Ce type d’intervention est évidemment source de bien des questions, débats et recherche de cohérence entre sciences et techniques médicales d’une part, convictions et sens de l’humain d’autre part (terrain du spirituel plus que de la foi proprement dite). Il n’est pas sans intérêt de noter qu’on fait appel à des hommes et des femmes situés en Eglise pour ce type de formation en plein cœur d’un CHU, lieu marqué par la laïcité. « Ethique et spiritualité » devient aujourd’hui un thème abordé par des professionnels de la santé publique.
Dans le domaine de la formation en éthique des technosciences (ingénieurs et managers)
De plus en plus d’écoles d’ingénieurs et de cercles d’industriels et de managers sont demandeurs d’une initiation aux questions d’éthique des technosciences. Des questions nouvelles de liberté sont posées par les développements de la microélectronique, de l’informatique et d’Internet. Le développement des nanotechnologies, après les biotechnologies, est l’objet de bien des questions éthiques concernant la santé et la liberté des individus, à travers leurs applications en cours ou envisagées au niveau de nanopuces, nanomédicaments et nanorobots moléculaires notamment. La convergence NBIC (nano-bio-info-sciences cognitives) questionne l’humain, comme cela est abordé dans la présente université. Comment trouver du sens et de la justesse au milieu de tout cela, comment poser clairement les problèmes éthiques, donner des outils pour un jugement éthique équilibré, sur quoi fonder nos jugements éthiques, telles sont les demandes qui apparaissent. Pour y répondre, il y a nécessité d’une double formation scientifique/technique d’une part, philosophique et anthropologique d’autre part. Les chrétiens sont souvent bien placés pour apporter leur contribution au niveau du sens de l’homme selon l’Evangile.
Dans un certain nombre de clubs d’entrepreneurs (Association pour le Progrès du Management), il n’est pas rare d’être sollicité comme chrétien et scientifique pour parler « en liberté » de ces questions éthiques, des aspects éthiques du développement durable, du principe de responsabilité de Hans Jonas et des questions de sens que les découvertes scientifiques en physique et en biologie posent aujourd’hui. Remarquons au passage que c’est à titre individuel que ces sollicitations sont faites à des chrétiens et pas au nom de leur éventuelle appartenance à une Eglise.
Dans les classes de terminales sur la question du sens de la vie et de l’aventure humaine au regard des sciences.
Il m’arrive souvent (au moins 30 fois par an) d’être sollicité, comme prêtre et physicien, par des classes de terminales pour des interventions sur « sciences et Bible devant la création », ou « peut-on encore croire en Dieu après Galilée, Darwin et Freud », aussi bien en école catholique qu’en école publique dans le cadre du cours de philosophie par exemple.
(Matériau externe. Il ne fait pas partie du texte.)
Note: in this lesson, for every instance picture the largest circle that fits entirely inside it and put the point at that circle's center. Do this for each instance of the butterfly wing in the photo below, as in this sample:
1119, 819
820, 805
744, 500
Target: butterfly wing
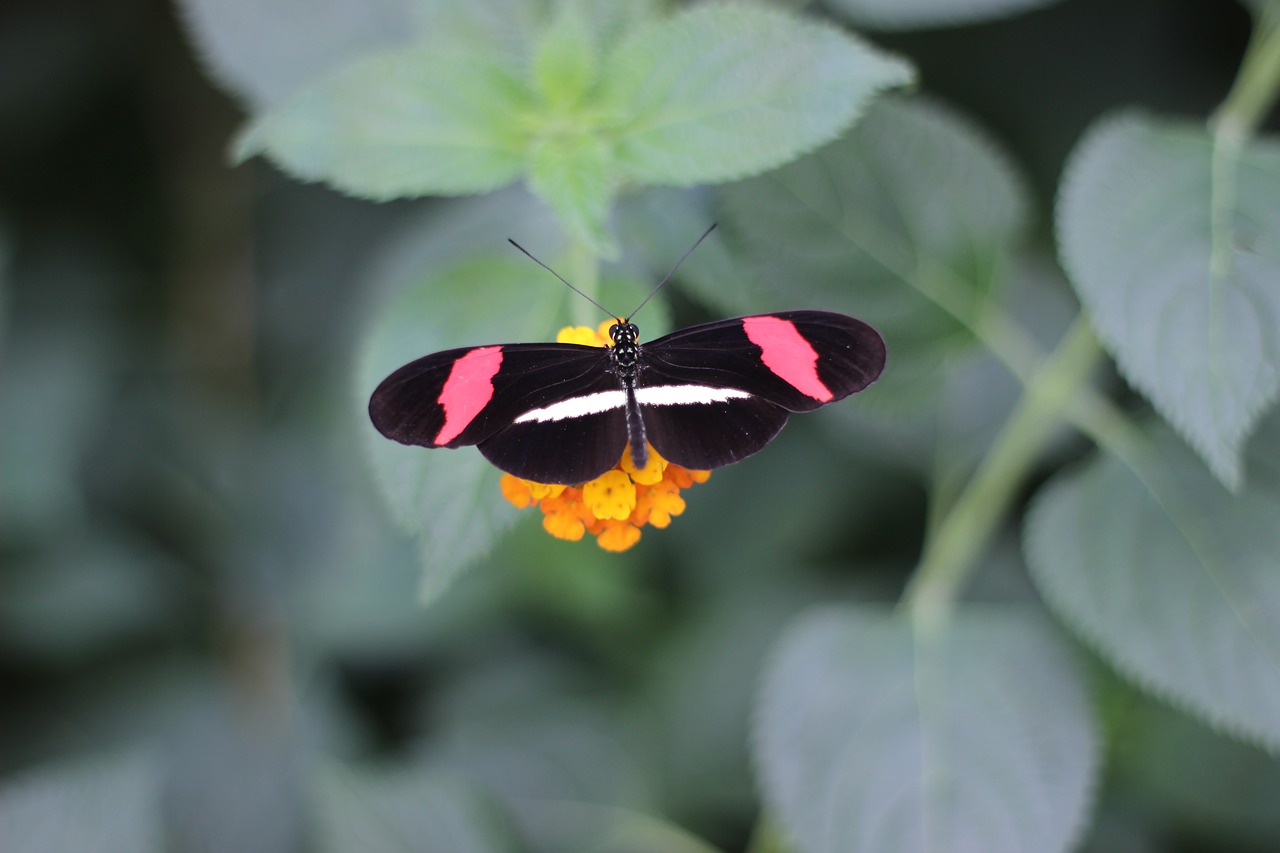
712, 395
551, 413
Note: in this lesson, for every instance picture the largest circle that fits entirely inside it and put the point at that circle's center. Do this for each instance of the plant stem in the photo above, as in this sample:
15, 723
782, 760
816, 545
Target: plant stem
950, 552
1256, 85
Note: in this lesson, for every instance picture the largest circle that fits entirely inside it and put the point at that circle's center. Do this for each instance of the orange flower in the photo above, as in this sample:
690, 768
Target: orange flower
613, 506
617, 503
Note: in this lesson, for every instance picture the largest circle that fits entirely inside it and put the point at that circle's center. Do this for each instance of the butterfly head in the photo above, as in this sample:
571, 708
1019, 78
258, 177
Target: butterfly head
624, 333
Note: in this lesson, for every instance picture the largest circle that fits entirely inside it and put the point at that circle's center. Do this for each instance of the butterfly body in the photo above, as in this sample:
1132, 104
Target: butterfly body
560, 413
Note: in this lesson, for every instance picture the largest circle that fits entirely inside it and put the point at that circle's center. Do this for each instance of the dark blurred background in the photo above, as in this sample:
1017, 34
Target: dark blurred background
187, 529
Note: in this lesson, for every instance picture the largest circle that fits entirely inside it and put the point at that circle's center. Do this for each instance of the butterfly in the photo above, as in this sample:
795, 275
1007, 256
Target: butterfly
703, 397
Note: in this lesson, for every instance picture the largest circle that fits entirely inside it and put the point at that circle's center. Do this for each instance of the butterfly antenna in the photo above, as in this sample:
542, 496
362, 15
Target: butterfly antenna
690, 251
560, 277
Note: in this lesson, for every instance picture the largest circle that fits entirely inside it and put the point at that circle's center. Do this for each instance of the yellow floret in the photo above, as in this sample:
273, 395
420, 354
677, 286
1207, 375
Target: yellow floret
611, 496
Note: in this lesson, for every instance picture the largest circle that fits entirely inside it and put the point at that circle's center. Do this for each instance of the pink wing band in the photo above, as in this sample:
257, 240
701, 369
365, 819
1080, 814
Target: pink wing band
467, 389
785, 351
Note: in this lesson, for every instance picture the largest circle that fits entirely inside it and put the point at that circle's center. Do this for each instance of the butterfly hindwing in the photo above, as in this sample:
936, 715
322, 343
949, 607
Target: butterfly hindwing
799, 360
707, 396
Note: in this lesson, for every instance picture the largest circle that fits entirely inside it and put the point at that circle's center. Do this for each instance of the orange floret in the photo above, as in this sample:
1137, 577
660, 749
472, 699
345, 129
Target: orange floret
617, 503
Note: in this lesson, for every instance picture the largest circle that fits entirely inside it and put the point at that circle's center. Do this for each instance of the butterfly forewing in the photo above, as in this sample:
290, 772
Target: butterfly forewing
461, 397
708, 396
799, 360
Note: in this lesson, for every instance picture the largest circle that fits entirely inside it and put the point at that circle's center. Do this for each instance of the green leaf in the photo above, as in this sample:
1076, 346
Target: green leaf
908, 222
565, 60
425, 121
403, 811
869, 738
1178, 265
928, 14
574, 174
725, 91
1173, 579
97, 806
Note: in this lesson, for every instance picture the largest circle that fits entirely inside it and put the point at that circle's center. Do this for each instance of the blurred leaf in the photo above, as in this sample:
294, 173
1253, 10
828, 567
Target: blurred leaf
565, 59
589, 828
233, 778
869, 738
53, 392
530, 731
1173, 579
717, 92
574, 174
661, 223
908, 222
388, 126
87, 593
263, 50
1176, 265
947, 434
106, 804
928, 14
403, 810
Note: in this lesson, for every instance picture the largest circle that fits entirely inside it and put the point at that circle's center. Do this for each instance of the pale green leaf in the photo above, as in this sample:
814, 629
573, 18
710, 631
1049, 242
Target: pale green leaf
1178, 267
574, 174
264, 50
725, 91
1173, 579
405, 811
423, 121
977, 738
908, 222
105, 804
928, 14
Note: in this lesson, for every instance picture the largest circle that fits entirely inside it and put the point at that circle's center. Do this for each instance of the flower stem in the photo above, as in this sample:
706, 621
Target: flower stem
950, 553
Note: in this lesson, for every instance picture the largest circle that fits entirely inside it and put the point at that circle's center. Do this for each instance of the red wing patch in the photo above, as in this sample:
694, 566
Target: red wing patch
785, 351
467, 389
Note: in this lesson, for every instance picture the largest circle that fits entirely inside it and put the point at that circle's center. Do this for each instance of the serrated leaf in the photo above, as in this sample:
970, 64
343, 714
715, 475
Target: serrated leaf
565, 59
908, 222
97, 806
1178, 267
927, 14
420, 121
725, 91
1173, 579
403, 811
869, 738
233, 780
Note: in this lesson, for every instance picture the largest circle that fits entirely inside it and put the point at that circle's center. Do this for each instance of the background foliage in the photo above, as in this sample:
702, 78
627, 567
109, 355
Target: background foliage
1020, 596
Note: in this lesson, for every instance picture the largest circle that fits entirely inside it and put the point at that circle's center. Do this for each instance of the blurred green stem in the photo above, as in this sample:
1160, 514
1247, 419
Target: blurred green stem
951, 551
767, 838
584, 273
1257, 83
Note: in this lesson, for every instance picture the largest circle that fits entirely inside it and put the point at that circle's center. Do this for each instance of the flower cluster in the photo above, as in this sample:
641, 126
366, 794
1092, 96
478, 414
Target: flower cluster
617, 503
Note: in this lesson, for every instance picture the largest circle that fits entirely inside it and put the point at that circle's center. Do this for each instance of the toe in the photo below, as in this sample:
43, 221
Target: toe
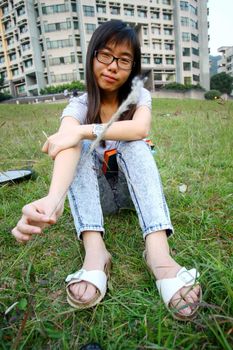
179, 304
89, 294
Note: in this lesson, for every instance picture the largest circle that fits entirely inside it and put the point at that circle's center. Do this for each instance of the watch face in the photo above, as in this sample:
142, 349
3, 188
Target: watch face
97, 130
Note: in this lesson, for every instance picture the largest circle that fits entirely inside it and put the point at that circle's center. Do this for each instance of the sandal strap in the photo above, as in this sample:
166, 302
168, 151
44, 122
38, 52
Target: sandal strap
96, 277
167, 287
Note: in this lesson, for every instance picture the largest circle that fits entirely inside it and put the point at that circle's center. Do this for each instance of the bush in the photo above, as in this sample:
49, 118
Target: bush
4, 96
222, 82
212, 95
52, 89
182, 87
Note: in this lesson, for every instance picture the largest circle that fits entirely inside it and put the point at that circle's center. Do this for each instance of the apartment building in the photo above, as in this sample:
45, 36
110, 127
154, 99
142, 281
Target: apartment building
44, 42
225, 64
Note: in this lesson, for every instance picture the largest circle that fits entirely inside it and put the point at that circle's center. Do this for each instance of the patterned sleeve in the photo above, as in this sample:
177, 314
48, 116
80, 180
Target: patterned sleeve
145, 99
77, 108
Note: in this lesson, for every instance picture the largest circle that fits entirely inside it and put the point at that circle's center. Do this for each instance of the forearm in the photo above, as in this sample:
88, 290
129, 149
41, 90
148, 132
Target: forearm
127, 130
63, 172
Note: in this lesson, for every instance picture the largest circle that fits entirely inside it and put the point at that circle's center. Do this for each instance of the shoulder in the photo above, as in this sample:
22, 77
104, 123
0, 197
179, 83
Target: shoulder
144, 98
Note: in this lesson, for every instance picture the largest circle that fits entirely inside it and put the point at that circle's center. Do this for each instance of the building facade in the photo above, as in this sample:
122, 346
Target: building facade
225, 64
44, 42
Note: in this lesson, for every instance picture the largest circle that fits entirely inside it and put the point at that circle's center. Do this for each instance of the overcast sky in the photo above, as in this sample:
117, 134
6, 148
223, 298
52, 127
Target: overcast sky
221, 24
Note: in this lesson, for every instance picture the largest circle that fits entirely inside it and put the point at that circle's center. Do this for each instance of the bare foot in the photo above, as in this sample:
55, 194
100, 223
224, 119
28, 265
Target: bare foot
97, 260
168, 268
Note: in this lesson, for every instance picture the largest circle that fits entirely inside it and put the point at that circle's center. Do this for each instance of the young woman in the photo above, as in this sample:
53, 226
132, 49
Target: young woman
113, 60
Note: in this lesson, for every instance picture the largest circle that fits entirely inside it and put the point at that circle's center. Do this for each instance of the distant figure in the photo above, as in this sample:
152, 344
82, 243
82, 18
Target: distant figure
66, 93
75, 93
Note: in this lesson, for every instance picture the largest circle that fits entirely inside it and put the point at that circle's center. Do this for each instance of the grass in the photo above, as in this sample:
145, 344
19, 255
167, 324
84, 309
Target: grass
194, 145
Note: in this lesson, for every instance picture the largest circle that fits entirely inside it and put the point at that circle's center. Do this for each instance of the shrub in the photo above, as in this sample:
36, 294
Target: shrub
52, 89
182, 87
4, 96
212, 95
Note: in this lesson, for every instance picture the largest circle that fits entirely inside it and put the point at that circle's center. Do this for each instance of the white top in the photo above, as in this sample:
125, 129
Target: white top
77, 108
Ce qui me frappe c’est qu’à partir du moment où on a fait sauter quelque clichés sur la foi et les modes de représentation de Dieu, un vrai débat sur la question du sens s’engage à travers les questions que soulèvent : la physique quantique qui s’intéressent à l’infiniment petit, et remet en cause l’idée de certitude scientifique ; la physique générale, la chimie et la biologie confrontées à la complexité du réel dans son évolution (questions sur le hasard, le déterminé et l’indéterminé, l’imprévisibilité et l’incomplétude…), l’astrophysique avec le principe anthropique et la question de la place de l’homme dans l’aventure de l’univers, la recherche sur l’unification des lois fondamentales de la physique et la question de l’origine de l’univers…et, dans chaque cas, la spécificité de l’homme, sa place, sa responsabilité, sa liberté devant les possibilités des neurosciences et de la génétique notamment…et parfois l’importance des convictions religieuses dans cette recherche de liberté personnelle et d’éthique planétaire (comme le montre le film réalisé avec Caroline Puig sur L’homme entre science et religion).
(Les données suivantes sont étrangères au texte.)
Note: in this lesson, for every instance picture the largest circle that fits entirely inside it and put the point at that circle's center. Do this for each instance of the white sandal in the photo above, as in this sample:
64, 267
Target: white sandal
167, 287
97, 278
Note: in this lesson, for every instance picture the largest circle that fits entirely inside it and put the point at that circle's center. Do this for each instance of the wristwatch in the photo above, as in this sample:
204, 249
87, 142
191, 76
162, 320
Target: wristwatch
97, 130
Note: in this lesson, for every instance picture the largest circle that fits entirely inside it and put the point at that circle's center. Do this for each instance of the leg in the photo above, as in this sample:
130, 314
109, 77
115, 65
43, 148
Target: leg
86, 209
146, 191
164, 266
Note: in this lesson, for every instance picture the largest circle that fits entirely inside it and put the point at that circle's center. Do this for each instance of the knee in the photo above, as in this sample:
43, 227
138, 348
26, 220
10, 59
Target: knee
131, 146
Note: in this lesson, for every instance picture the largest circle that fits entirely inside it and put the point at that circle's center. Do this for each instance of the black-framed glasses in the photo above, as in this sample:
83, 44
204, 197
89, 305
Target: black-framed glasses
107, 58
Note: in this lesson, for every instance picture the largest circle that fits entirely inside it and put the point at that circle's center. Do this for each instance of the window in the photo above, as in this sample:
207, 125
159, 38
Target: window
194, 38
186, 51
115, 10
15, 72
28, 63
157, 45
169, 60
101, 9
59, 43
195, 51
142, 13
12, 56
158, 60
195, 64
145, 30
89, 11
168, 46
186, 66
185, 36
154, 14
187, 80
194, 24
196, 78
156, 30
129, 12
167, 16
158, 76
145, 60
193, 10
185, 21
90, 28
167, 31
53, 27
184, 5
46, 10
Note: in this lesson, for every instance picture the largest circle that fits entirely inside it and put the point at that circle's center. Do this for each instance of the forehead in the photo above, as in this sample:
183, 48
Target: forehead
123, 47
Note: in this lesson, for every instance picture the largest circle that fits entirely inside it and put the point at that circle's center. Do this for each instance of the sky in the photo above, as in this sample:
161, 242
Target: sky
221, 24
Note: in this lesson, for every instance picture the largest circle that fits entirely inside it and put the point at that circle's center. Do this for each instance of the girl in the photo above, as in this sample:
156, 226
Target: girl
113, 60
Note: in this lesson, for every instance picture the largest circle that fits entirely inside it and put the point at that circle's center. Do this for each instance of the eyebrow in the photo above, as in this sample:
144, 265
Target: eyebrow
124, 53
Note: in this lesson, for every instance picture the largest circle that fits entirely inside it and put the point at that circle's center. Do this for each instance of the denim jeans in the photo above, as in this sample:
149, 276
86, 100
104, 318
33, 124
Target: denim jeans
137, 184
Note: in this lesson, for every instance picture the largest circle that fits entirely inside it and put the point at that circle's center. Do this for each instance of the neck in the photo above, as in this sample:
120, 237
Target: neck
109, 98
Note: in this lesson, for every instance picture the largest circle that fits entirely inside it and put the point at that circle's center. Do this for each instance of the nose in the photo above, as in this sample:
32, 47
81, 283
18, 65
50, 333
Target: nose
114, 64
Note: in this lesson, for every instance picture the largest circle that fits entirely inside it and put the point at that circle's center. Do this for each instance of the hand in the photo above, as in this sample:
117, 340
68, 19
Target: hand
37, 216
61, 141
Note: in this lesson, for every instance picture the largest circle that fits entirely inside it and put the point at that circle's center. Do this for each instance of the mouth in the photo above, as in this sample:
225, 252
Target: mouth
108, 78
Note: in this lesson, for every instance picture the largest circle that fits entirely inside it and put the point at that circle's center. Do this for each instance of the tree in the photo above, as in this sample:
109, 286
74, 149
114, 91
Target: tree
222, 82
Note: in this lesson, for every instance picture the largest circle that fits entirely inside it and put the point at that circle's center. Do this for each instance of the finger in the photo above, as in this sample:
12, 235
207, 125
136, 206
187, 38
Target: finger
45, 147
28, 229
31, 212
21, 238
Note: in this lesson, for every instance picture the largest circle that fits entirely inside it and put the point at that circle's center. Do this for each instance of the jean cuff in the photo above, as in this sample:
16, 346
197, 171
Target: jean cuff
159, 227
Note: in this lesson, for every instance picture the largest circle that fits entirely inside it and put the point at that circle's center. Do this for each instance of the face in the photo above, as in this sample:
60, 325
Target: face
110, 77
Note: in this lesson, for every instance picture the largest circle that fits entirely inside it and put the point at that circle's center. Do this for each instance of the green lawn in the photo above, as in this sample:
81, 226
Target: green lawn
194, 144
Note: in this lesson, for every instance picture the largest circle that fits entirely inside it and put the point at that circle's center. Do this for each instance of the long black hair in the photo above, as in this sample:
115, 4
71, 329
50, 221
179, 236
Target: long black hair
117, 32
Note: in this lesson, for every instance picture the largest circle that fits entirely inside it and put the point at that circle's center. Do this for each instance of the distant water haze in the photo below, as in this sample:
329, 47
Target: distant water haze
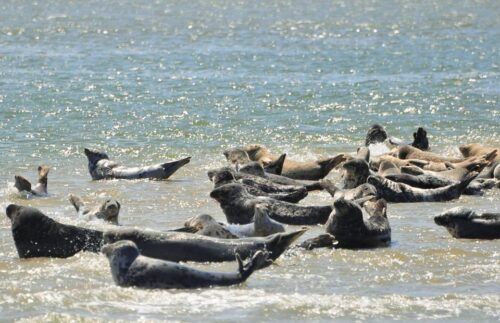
153, 81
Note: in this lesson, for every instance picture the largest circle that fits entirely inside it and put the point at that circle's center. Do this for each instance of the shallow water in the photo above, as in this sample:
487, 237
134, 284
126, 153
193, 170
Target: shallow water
153, 81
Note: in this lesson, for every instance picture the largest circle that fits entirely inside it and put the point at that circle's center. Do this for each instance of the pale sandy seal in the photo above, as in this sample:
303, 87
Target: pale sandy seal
100, 167
465, 223
130, 268
261, 226
355, 227
399, 192
107, 211
40, 189
238, 206
311, 170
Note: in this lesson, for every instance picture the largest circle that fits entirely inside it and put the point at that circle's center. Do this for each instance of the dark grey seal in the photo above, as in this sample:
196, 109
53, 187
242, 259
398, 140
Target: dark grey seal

Enfin, il est intéressant de noter que le CNRS et le ministère de la recherche préparent une ANR (action nationale de recherche) sur le thème « sciences, croyances et société » (thème repris par des associations citoyennes comme INEXENS à Nice par exemple, avec dimensions interreligieuses), dont les têtes de chapitres sont : sciences et religions, conflits et complicités ; épistémologie, croyances et religions ; scientisme, laïcité et idéologies de la science ; sciences et parasciences ; évolution et créationnisme ; utopies, croyances et éthique.
Autant d’opportunités à saisir pour entrer dans une participation à de grands débats citoyens, sans oublier ceux qui se profilent pour les révisions des lois de bioéthique en France. Le point de cohérence en tout cela est évidemment celui du sens de la vie humaine et de sa dignité.
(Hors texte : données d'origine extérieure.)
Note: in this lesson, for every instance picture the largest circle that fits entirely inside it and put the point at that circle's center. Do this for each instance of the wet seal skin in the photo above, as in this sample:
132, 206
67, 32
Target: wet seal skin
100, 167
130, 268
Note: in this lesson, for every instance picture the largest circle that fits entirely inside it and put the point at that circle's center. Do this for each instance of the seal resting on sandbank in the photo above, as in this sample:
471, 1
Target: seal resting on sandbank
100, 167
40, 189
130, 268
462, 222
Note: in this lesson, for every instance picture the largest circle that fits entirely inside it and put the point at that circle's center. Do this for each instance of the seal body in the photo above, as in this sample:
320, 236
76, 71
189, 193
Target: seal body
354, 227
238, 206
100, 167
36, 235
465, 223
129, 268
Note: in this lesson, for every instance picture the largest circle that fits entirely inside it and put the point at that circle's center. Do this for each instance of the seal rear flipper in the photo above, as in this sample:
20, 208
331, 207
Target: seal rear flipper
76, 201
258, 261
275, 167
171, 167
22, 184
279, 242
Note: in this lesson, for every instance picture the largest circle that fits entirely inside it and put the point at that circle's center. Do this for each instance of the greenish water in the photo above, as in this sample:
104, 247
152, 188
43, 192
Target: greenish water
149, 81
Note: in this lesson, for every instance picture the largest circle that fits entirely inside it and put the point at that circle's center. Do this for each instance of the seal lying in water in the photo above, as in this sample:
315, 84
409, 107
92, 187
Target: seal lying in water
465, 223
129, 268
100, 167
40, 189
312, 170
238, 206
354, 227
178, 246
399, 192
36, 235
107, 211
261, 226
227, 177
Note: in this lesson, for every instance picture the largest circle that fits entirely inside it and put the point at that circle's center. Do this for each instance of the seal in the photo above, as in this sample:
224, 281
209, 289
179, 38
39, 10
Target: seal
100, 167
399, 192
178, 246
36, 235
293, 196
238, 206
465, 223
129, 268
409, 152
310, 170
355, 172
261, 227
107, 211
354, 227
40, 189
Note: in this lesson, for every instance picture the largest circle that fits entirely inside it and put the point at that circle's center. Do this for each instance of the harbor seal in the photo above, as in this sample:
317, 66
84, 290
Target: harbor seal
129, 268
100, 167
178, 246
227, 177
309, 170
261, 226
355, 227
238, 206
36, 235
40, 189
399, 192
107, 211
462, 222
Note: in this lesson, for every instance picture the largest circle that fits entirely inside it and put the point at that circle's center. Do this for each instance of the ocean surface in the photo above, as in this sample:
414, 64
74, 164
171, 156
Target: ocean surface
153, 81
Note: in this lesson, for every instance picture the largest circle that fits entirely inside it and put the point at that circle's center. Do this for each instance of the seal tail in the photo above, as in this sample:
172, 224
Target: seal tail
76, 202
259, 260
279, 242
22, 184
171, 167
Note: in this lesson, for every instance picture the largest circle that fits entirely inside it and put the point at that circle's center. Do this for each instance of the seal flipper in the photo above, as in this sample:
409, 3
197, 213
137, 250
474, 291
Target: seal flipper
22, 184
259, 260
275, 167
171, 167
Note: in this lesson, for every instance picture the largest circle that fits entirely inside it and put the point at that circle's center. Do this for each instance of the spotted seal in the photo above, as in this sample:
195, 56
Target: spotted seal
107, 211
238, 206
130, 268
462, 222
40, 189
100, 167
Jean-François Colosimo : « L’unique réponse possible est du ressort du prophétique »
Aux frontières de l’humain nous disent ces géographes de l’extrême humanité que sont les rescapés d’Auschwitz et du Goulag, il n’y a que Dieu ou Diable. D’où ces quelques variations sur un même thème : la science que l’homme se propose comme premier habitus de sa résidence dans le monde passe la science et le monde en tant qu’elle passe l’homme.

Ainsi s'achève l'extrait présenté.